Avant même l'arrivée des modèles en carbone, les fabricants n'ont cessé de repousser les limites de l'amorti et du retour d'énergie, maîtres mots de la performance en course à pied. Frédéric Huet analyse la posture statique et dynamique des athlètes dans son cabinet. Il est convaincu qu'il "n'existe pas une chaussure qui va à tout le monde. On s'aperçoit que les chaussures en carbone apportent de la performance surtout chez des coureurs rapides, à 15 voire 17 km/h de moyenne."
Une forme de "dopage technologique"
Tony Martins a atteint ces vitesses lorsqu'il a gagné Marseille-Cassis à trois reprises à la fin des années 1980. "Quand j'ai essayé les lames en carbone, elles m'ont propulsé en avant, s'exclame l'ancien champion. On sent tout de suite la différence, surtout pour un coureur aérien comme moi : j'étais à 57 mètres au-dessus du sol !"
Ce n'est pas tout : "On récupère aussi beaucoup mieux avec moins de douleurs aux mollets", ajoute-t-il. Tony Martins n'est pas un fervent défenseur de ces chaussures pour autant. "Les chronomètres ne veulent plus rien dire, n'importe qui peut battre des records, déplore-t-il. Sur Marseille-Cassis si on prend deux coureurs égaux en performance, celui qui a des chaussures en carbone peut compter une minute d'écart sur 10 kilomètres. C'est du dopage technologique ! "
Une chaussure à 300 euros en moyenne
Cependant, le gain de performance n'est pas automatique. Certaines conditions sont nécessaires pour utiliser au mieux ces chaussures miracles. "Elles ne sont pas toujours très stables, remarque le podologue Frédéric Huet. Le pied peut partir dans tous les sens et elles ne sont pas toujours bien acceptées. Il faut avoir un pied fort. Je ne recommande pas de passer d'une chaussure classique à une chaussure carbone du jour au lendemain."

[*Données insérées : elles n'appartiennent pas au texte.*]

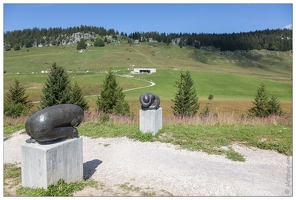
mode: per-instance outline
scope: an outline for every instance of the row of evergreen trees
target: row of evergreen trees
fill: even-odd
[[[134,32],[128,36],[126,33],[114,29],[106,30],[103,27],[95,26],[80,26],[49,29],[24,29],[16,31],[7,31],[4,33],[4,43],[7,50],[13,48],[15,45],[20,47],[32,47],[34,44],[59,44],[66,40],[73,33],[89,33],[94,36],[104,37],[111,35],[112,38],[117,38],[121,35],[133,40],[141,42],[149,41],[149,38],[157,42],[171,43],[172,40],[179,38],[178,43],[180,47],[184,45],[194,46],[200,48],[201,46],[214,46],[220,48],[221,51],[235,51],[235,50],[252,50],[252,49],[267,49],[277,51],[292,50],[292,30],[289,29],[275,29],[262,30],[254,32],[241,32],[232,34],[208,34],[208,33],[159,33],[159,32]]]
[[[176,81],[177,93],[172,99],[173,114],[175,116],[193,117],[199,110],[200,104],[194,87],[194,82],[190,72],[181,72],[180,81]],[[40,109],[57,105],[57,104],[75,104],[83,110],[88,110],[89,106],[82,95],[82,89],[75,82],[72,87],[69,77],[63,67],[53,63],[45,86],[42,88],[43,96],[40,101]],[[210,101],[213,95],[208,98]],[[269,97],[265,85],[261,84],[258,88],[254,100],[254,107],[248,110],[249,116],[267,117],[269,115],[282,115],[282,109],[277,97]],[[130,106],[125,100],[122,87],[116,81],[115,74],[109,70],[103,81],[101,94],[98,96],[97,110],[105,114],[127,115],[130,116]],[[4,114],[7,116],[18,117],[26,115],[33,107],[32,101],[25,95],[25,88],[15,80],[15,85],[11,86],[5,95]],[[209,109],[203,112],[204,116],[209,113]]]

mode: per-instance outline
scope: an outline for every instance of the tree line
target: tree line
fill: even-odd
[[[214,46],[220,48],[221,51],[235,50],[253,50],[267,49],[276,51],[292,50],[292,30],[289,29],[266,29],[253,32],[240,33],[159,33],[159,32],[134,32],[127,33],[115,31],[114,29],[105,29],[104,27],[83,26],[70,28],[33,28],[24,30],[7,31],[4,33],[5,49],[15,45],[30,48],[38,44],[59,45],[61,41],[67,40],[74,33],[89,33],[94,36],[104,37],[111,35],[117,38],[121,35],[127,40],[139,40],[140,42],[148,42],[149,38],[157,42],[166,44],[172,43],[177,39],[180,47],[185,45],[200,48],[202,46]]]
[[[190,72],[181,72],[180,80],[175,82],[177,92],[172,99],[173,114],[181,118],[190,118],[197,114],[200,103],[194,81],[191,78]],[[30,114],[30,109],[33,103],[28,99],[25,94],[25,87],[15,80],[15,84],[10,86],[8,92],[5,93],[4,101],[4,114],[6,116],[18,117]],[[82,89],[77,82],[70,83],[69,76],[66,70],[57,66],[56,63],[52,64],[50,74],[42,88],[43,96],[41,96],[39,109],[44,109],[58,104],[75,104],[80,106],[83,110],[89,109],[85,97],[82,95]],[[208,98],[210,101],[213,95]],[[115,74],[109,70],[103,81],[101,94],[97,96],[96,100],[97,111],[102,112],[108,118],[109,114],[132,116],[130,106],[125,100],[123,88],[120,87],[116,81]],[[269,96],[265,85],[262,83],[258,90],[257,95],[253,101],[254,106],[248,110],[250,117],[268,117],[269,115],[283,115],[280,102],[275,94]],[[200,113],[200,117],[207,117],[210,113],[208,107]]]

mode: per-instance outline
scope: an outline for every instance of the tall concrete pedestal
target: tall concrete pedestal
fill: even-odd
[[[140,131],[155,135],[162,129],[162,108],[140,110]]]
[[[82,138],[53,144],[21,145],[22,186],[47,188],[59,179],[66,183],[83,180]]]

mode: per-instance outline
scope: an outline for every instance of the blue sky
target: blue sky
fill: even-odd
[[[239,33],[292,28],[292,3],[3,4],[3,31],[80,25],[132,33]]]

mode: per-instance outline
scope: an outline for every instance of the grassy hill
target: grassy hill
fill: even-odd
[[[48,76],[41,71],[49,69],[53,62],[69,70],[70,79],[77,80],[83,88],[92,109],[95,109],[105,71],[111,68],[118,75],[133,76],[117,76],[124,90],[149,86],[147,81],[156,84],[125,92],[135,113],[140,108],[138,98],[141,93],[150,91],[161,98],[165,114],[171,114],[171,99],[176,92],[174,85],[180,78],[181,70],[191,72],[202,107],[212,94],[212,110],[241,112],[252,106],[251,101],[263,82],[270,93],[277,95],[285,112],[292,112],[291,52],[220,52],[211,47],[197,50],[163,43],[107,44],[105,47],[88,47],[83,53],[76,50],[76,45],[12,50],[4,52],[4,91],[17,78],[27,87],[30,99],[39,101]],[[131,64],[134,67],[156,68],[157,72],[131,74],[128,70]]]

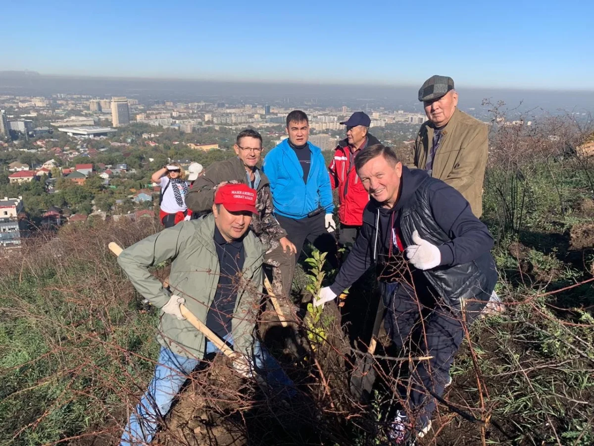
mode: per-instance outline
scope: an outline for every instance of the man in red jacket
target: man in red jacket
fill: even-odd
[[[371,120],[363,112],[353,113],[340,124],[346,125],[346,138],[339,143],[328,170],[332,189],[338,188],[338,243],[345,247],[355,243],[363,224],[363,210],[369,199],[355,171],[355,158],[365,147],[380,142],[368,133]]]

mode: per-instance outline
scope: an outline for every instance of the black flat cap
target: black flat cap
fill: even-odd
[[[432,76],[425,81],[419,90],[419,100],[437,99],[454,89],[454,80],[448,76]]]

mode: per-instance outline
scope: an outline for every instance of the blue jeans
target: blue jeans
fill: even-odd
[[[223,338],[233,344],[230,334]],[[205,355],[219,352],[210,341],[206,343]],[[128,425],[122,434],[121,446],[133,446],[149,443],[153,439],[159,422],[169,411],[173,398],[200,361],[195,358],[179,356],[169,348],[162,347],[159,361],[154,368],[154,376],[135,410],[130,416]],[[264,375],[271,386],[285,386],[289,395],[296,393],[295,384],[280,366],[260,343],[254,344],[254,364],[257,372]]]

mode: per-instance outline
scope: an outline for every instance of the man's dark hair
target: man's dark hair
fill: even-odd
[[[242,130],[239,132],[239,134],[237,136],[237,138],[235,139],[235,144],[239,146],[241,139],[245,136],[259,139],[260,140],[260,145],[262,145],[262,135],[255,130],[252,130],[251,128],[246,128],[245,130]]]
[[[307,118],[307,115],[305,112],[301,110],[293,110],[287,115],[287,128],[290,123],[302,123],[305,121],[308,124],[309,124],[309,120]]]
[[[359,169],[367,164],[368,161],[377,156],[383,156],[386,161],[391,166],[395,166],[398,163],[398,157],[391,147],[383,144],[374,144],[366,149],[364,149],[355,158],[355,169],[359,172]]]

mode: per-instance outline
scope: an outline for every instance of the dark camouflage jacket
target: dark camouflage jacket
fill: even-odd
[[[279,246],[279,240],[286,237],[285,231],[273,215],[274,208],[270,195],[270,183],[264,172],[258,169],[260,183],[258,186],[256,208],[260,213],[252,219],[251,229],[258,236],[266,252]],[[214,200],[214,188],[223,181],[238,181],[248,184],[244,164],[234,157],[225,161],[213,162],[194,181],[185,196],[185,204],[192,212],[211,212]]]

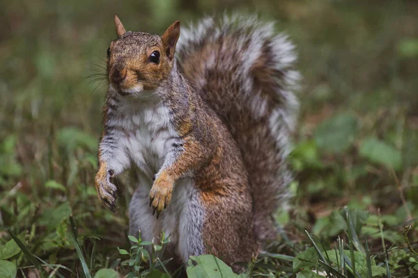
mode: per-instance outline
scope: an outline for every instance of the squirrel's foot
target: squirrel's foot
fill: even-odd
[[[114,176],[112,170],[99,169],[95,179],[95,185],[99,201],[104,204],[113,213],[116,211],[116,186],[110,182],[110,178]]]
[[[150,192],[150,206],[152,206],[153,209],[153,215],[157,212],[157,219],[170,202],[174,185],[174,181],[169,177],[162,176],[160,174],[155,179]]]

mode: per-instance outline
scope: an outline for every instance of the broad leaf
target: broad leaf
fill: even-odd
[[[15,278],[17,270],[13,263],[0,260],[0,278]]]
[[[0,260],[11,258],[20,252],[20,248],[15,240],[11,239],[6,245],[0,245]]]
[[[341,153],[353,143],[357,121],[350,114],[339,114],[320,123],[315,130],[316,145],[325,152]]]
[[[402,165],[401,152],[386,142],[371,137],[363,140],[359,149],[360,155],[370,161],[395,170]]]
[[[190,256],[188,263],[186,272],[189,278],[238,277],[229,266],[212,255]]]

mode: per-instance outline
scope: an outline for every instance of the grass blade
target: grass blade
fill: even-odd
[[[324,255],[323,255],[322,252],[320,251],[320,250],[319,249],[319,247],[315,243],[315,240],[314,240],[314,238],[312,238],[312,236],[311,236],[311,234],[309,234],[309,233],[308,233],[308,231],[307,231],[307,230],[305,230],[305,233],[307,233],[308,238],[309,238],[309,240],[311,240],[311,241],[312,242],[312,244],[314,245],[314,247],[315,248],[315,251],[316,251],[316,254],[318,254],[318,256],[319,258],[320,258],[320,260],[322,260],[323,262],[324,262],[324,263],[327,263],[328,261],[325,260],[325,257],[324,257]],[[330,268],[331,268],[331,265],[327,265]],[[327,272],[327,277],[331,277],[331,275],[327,268],[325,268],[325,272]]]
[[[22,240],[20,240],[19,238],[17,238],[16,235],[15,235],[15,234],[13,234],[7,226],[5,226],[5,228],[9,233],[12,238],[13,238],[13,240],[16,242],[17,246],[19,246],[19,248],[20,248],[20,250],[22,250],[23,254],[24,254],[26,257],[31,261],[31,263],[32,263],[32,264],[36,268],[36,269],[39,270],[40,276],[42,277],[46,277],[47,276],[47,273],[45,271],[45,268],[42,267],[39,261],[38,261],[36,258],[35,258],[32,253],[31,253],[29,250],[28,250],[28,249],[22,242]]]
[[[72,216],[70,216],[70,222],[71,223],[72,233],[70,233],[70,239],[72,241],[72,244],[75,247],[75,250],[77,251],[77,254],[79,256],[80,262],[82,263],[82,268],[83,268],[83,272],[86,278],[91,278],[91,275],[90,274],[90,270],[88,270],[88,267],[87,266],[87,263],[86,262],[86,259],[84,259],[84,256],[83,255],[83,252],[82,251],[82,248],[77,241],[76,238],[76,232],[77,228],[75,227],[75,223],[74,222],[74,218]]]
[[[278,259],[279,260],[283,260],[283,261],[293,261],[293,260],[295,259],[295,257],[293,256],[284,255],[281,254],[270,253],[270,252],[263,252],[258,254],[258,257],[260,257],[260,258],[265,257],[265,256],[267,256],[269,258],[273,258],[273,259]]]
[[[367,238],[366,238],[366,263],[367,263],[367,276],[369,278],[372,277],[371,274],[371,261],[370,260],[370,250],[367,243]]]
[[[351,258],[351,263],[352,263],[352,265],[351,265],[351,269],[353,270],[353,273],[355,275],[356,271],[355,271],[355,258],[354,257],[354,247],[353,247],[353,233],[351,231],[351,229],[350,229],[350,215],[348,214],[348,211],[346,211],[346,216],[347,218],[347,224],[348,224],[348,229],[347,229],[347,231],[348,232],[348,246],[350,247],[350,256]],[[361,278],[361,277],[360,277]]]

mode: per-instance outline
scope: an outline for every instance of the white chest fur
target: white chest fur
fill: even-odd
[[[119,104],[115,123],[121,132],[119,146],[134,165],[151,179],[160,170],[178,140],[169,117],[169,108],[162,103],[124,101]]]

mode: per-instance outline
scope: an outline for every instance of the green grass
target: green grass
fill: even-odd
[[[167,277],[167,243],[126,236],[133,175],[118,179],[117,213],[97,199],[106,88],[94,74],[115,13],[161,33],[225,9],[277,21],[304,76],[292,205],[240,277],[417,275],[418,3],[20,0],[0,3],[0,277]],[[188,265],[190,277],[233,275],[210,256]]]

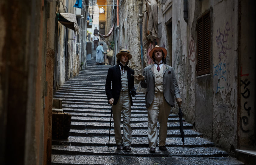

"Gros comme des sabots" selon Tony Martins, ces modèles ont un prix tout aussi énorme. Il faut compter près de 300 euros pour les versions proposées au grand public. "Le jeu n'en vaut pas la chandelle", estime le docteur Huet, évoquant également un risque de blessure causé par la structure très proche du pied de ces chaussures. Des inflammations du tendon d'Achille, ou encore des tensions au niveau du mollet ont été répertoriées par le podologue marseillais.
Enfin, leur durabilité serait aussi limitée : pas plus d'un mois pour un coureur très régulier. Autrement dit, les chaussures à lames en carbone sont réservées à une élite et aident les meilleurs athlètes à tutoyer les sommets. Mais pour le coureur lambda : mieux vaut rester à côté de ces pompes.